Mais n’imaginez pas que parceque l’on ne pense pas comme vous, on est "payé par les sionistes". Il arrive aux gens d’avoir un libre arbitre et de ne pas être an accord avec vos théories fumeuses. Heureusement, tout le monde ne pense pas comme vous.Votre discours tient plus de la pathologie qu’autre chose.
Je vous plains de vivre dans un monde entouré d’ennemis. La solitude de l’extrêmiste doit peser bien lourd sur vos épaules.
En fait je pense que je vais arrêter là moi aussi parceque vous n’êtes pas disposés à l’apaisement. La preuve vous trouvez n’importe quoi pour me sauter à la gorge.
Je vous ai comparé à l’Eglise du XVème siècle. Vous avez commencé à hurler que j’attaquais l’Eglise ce qui est quand même assez paradoxal pour un type qui a à ce point envie d’en découdre avec les juifs. L’Eglise du XVème siècle comme bien des religions pensait que la Terre était plate et tuait pour cela. L’ignorance de ses savants avait cela de magique que non seulement l’inexplicable venait de Dieu, mais de plus, tout désaccord pour les tiers pouvait potentiellement devenir mortifère.
Ici c’est pareil. Vous ne comprenez visiblement qu’une partie de ce qui fait ce monde. Et lorsque quelque chose vous échappe (et vous déplaît cela va sans dire) vous accusez immédiatement tous ceux qui, selon vous, parceque vous l’avez décidé, sont des ordures. Résultat à tous vous messages, on peut lire la triptique "SARKOZY/BUSH/SIONISTE".
Sauf que vous ne prouvez rien ou presque. Vous mettez en vrac sans véritable ordre, vous ne démontrez ni trouble objectif vérifiable, ni cause, ni fait générateur précis (les bases de la responsabilité en droit). Vous vous reposez sur des arguments délibérément fallacieux, ceux qui peuvent vous laisser croire qu’en fin de compte vous avez raison. Vous ne cherchez qu’à démontrer un point final, et non à suivre une longue route de vérité, parceque vous avez peur ;
Certaines de vos analyses sont pertinentes, mais elles ne le sont qu’au regard de l’axe de pensée que vous suivez ; ce qui veut dire que finalement, si vous avez en partie raison (disons à 10%) vous aurez tort pour tout le reste (le calcul est facile) parceque votre axiome fondateur est erronné.

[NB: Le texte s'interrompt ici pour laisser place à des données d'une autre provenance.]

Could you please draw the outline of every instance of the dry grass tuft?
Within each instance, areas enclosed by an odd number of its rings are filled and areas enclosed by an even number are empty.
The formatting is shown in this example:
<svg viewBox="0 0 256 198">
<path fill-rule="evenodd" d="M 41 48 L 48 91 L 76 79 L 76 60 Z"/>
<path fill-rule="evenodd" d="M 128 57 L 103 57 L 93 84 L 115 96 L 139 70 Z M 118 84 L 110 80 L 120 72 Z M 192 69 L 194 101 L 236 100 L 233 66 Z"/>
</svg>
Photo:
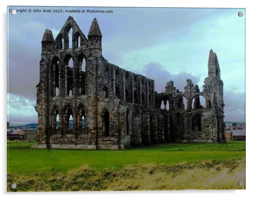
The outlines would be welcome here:
<svg viewBox="0 0 256 198">
<path fill-rule="evenodd" d="M 8 191 L 245 189 L 245 161 L 236 158 L 178 164 L 139 164 L 99 170 L 82 166 L 66 174 L 52 170 L 7 175 Z M 244 186 L 238 184 L 242 181 Z M 11 184 L 17 188 L 10 188 Z"/>
</svg>

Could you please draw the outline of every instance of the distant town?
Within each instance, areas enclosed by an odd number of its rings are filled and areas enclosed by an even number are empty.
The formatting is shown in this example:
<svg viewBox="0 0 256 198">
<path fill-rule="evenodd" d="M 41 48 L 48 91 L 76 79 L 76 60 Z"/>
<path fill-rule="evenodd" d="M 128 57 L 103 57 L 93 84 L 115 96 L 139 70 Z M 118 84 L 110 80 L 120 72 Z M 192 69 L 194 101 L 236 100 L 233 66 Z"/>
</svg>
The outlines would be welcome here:
<svg viewBox="0 0 256 198">
<path fill-rule="evenodd" d="M 225 122 L 226 140 L 245 141 L 245 123 Z"/>
<path fill-rule="evenodd" d="M 82 124 L 85 125 L 84 120 Z M 73 127 L 73 122 L 69 125 Z M 57 123 L 58 127 L 59 122 Z M 9 123 L 7 122 L 7 139 L 37 140 L 37 123 Z M 245 123 L 225 122 L 226 140 L 245 141 Z"/>
</svg>

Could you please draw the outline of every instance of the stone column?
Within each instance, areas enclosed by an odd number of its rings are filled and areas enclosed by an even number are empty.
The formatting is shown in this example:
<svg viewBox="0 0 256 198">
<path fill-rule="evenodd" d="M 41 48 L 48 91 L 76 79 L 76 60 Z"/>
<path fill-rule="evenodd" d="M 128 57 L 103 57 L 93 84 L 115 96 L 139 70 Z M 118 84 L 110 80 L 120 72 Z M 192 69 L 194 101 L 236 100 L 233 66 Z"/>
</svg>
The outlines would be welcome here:
<svg viewBox="0 0 256 198">
<path fill-rule="evenodd" d="M 142 115 L 142 139 L 143 145 L 150 145 L 150 115 Z"/>
<path fill-rule="evenodd" d="M 121 99 L 124 102 L 126 102 L 125 99 L 125 75 L 124 72 L 122 73 L 122 93 Z"/>
<path fill-rule="evenodd" d="M 150 119 L 150 139 L 152 144 L 158 144 L 157 136 L 157 116 L 151 115 Z"/>
</svg>

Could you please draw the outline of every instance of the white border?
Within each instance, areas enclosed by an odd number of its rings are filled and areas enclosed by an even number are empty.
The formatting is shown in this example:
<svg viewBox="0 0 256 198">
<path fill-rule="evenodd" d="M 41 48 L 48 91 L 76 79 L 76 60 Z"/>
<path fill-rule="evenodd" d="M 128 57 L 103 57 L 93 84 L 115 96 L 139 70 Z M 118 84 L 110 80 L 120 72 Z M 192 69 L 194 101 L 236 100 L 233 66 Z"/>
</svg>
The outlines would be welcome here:
<svg viewBox="0 0 256 198">
<path fill-rule="evenodd" d="M 214 1 L 206 1 L 199 0 L 175 0 L 164 2 L 163 0 L 158 0 L 154 2 L 139 2 L 138 0 L 130 0 L 127 2 L 120 0 L 107 1 L 81 1 L 81 0 L 51 0 L 43 1 L 35 1 L 31 0 L 23 0 L 22 1 L 9 0 L 1 1 L 1 14 L 2 17 L 1 23 L 2 31 L 1 34 L 1 42 L 2 46 L 0 48 L 0 55 L 2 64 L 1 66 L 1 85 L 2 86 L 2 96 L 0 97 L 1 108 L 2 110 L 0 120 L 1 121 L 1 139 L 2 145 L 0 148 L 1 156 L 3 163 L 1 164 L 1 170 L 2 172 L 2 178 L 0 180 L 1 194 L 5 197 L 6 192 L 6 6 L 113 6 L 113 7 L 214 7 L 214 8 L 245 8 L 246 19 L 246 189 L 240 190 L 204 190 L 204 191 L 131 191 L 131 192 L 37 192 L 37 193 L 8 193 L 9 197 L 14 197 L 19 195 L 23 197 L 34 196 L 37 195 L 39 197 L 43 197 L 46 195 L 54 195 L 56 197 L 70 197 L 71 196 L 82 197 L 85 196 L 101 197 L 102 196 L 107 198 L 129 198 L 131 196 L 139 196 L 147 198 L 155 198 L 161 196 L 161 197 L 186 197 L 196 198 L 206 196 L 208 198 L 216 197 L 232 196 L 236 197 L 250 197 L 252 196 L 253 190 L 255 188 L 255 159 L 256 131 L 253 128 L 253 124 L 255 123 L 254 115 L 255 105 L 253 103 L 253 95 L 256 89 L 254 79 L 256 67 L 255 45 L 255 37 L 256 31 L 255 21 L 255 10 L 253 8 L 253 0 L 232 0 L 224 1 L 223 0 L 214 0 Z M 21 79 L 22 80 L 22 79 Z M 234 82 L 235 83 L 235 82 Z M 249 91 L 250 91 L 249 92 Z"/>
</svg>

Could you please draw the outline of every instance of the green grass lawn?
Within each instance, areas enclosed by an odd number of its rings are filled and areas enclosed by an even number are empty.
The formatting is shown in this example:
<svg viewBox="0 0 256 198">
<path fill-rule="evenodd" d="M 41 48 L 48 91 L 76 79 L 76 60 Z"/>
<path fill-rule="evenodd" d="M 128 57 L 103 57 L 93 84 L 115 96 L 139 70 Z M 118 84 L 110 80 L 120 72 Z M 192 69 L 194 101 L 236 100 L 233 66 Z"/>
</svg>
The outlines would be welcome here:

Egalement, je souhaiterais l’arrêt des attaques ad hominem. Je n’ai rien fait pour provoquer de telles réactions, je passe mon temps à parler d’apaisement. Si vos insultes s’appuyaient sur quelque chose d’objectif, elles auraient une raison d’exister. Ce n’est pas le cas. Donc la seule conclusion qui me vient à l’esprit c’est donc que vous êtes racistes. Mais vous ne l’êtes pas selon vous. Alors vous êtes probablement malade puisque vous ne savez pas discuter sans insulte, et je vous conseille fortement de vous faire aider. De plus le droit est pour moi une fin et un moyen (pas par ambition, mais parceque la logique juridique est d’une grande rigueur, il est donc peu risqué de la suivre pour raisonner).
Vous devez également savoir que tout le monde a droit a un avocat. Néanmoins pour l’affaire Tapie, les avocats ne sont pas en cause, notamment parcequ’il s’agissait d’un tribunal arbitral. Seul l’exécutif est responsable de cette affaire. Les avocats ont un rôle social a remplir et ils s’y tiennent. Ils ne décident rien eux même. J’avais entendu parler de gouvernement des juges, mais jamais de gouvernement d’avocat. Vous devez vous emmeler les pinceaux, car je ne comprends cette notion, conceptuellement parlant.
mais bon, le fait de mêler Dieudonné et Tapie, témoigne, une fois de plus, d’une grande confusion mentale et d’une absence globale de compréhension du monde. Je crois qu’il n’y a pas vraiment d’intérêt à discuter avec vous dès lors que vous ne savez pas exactement de quoi vous parlez.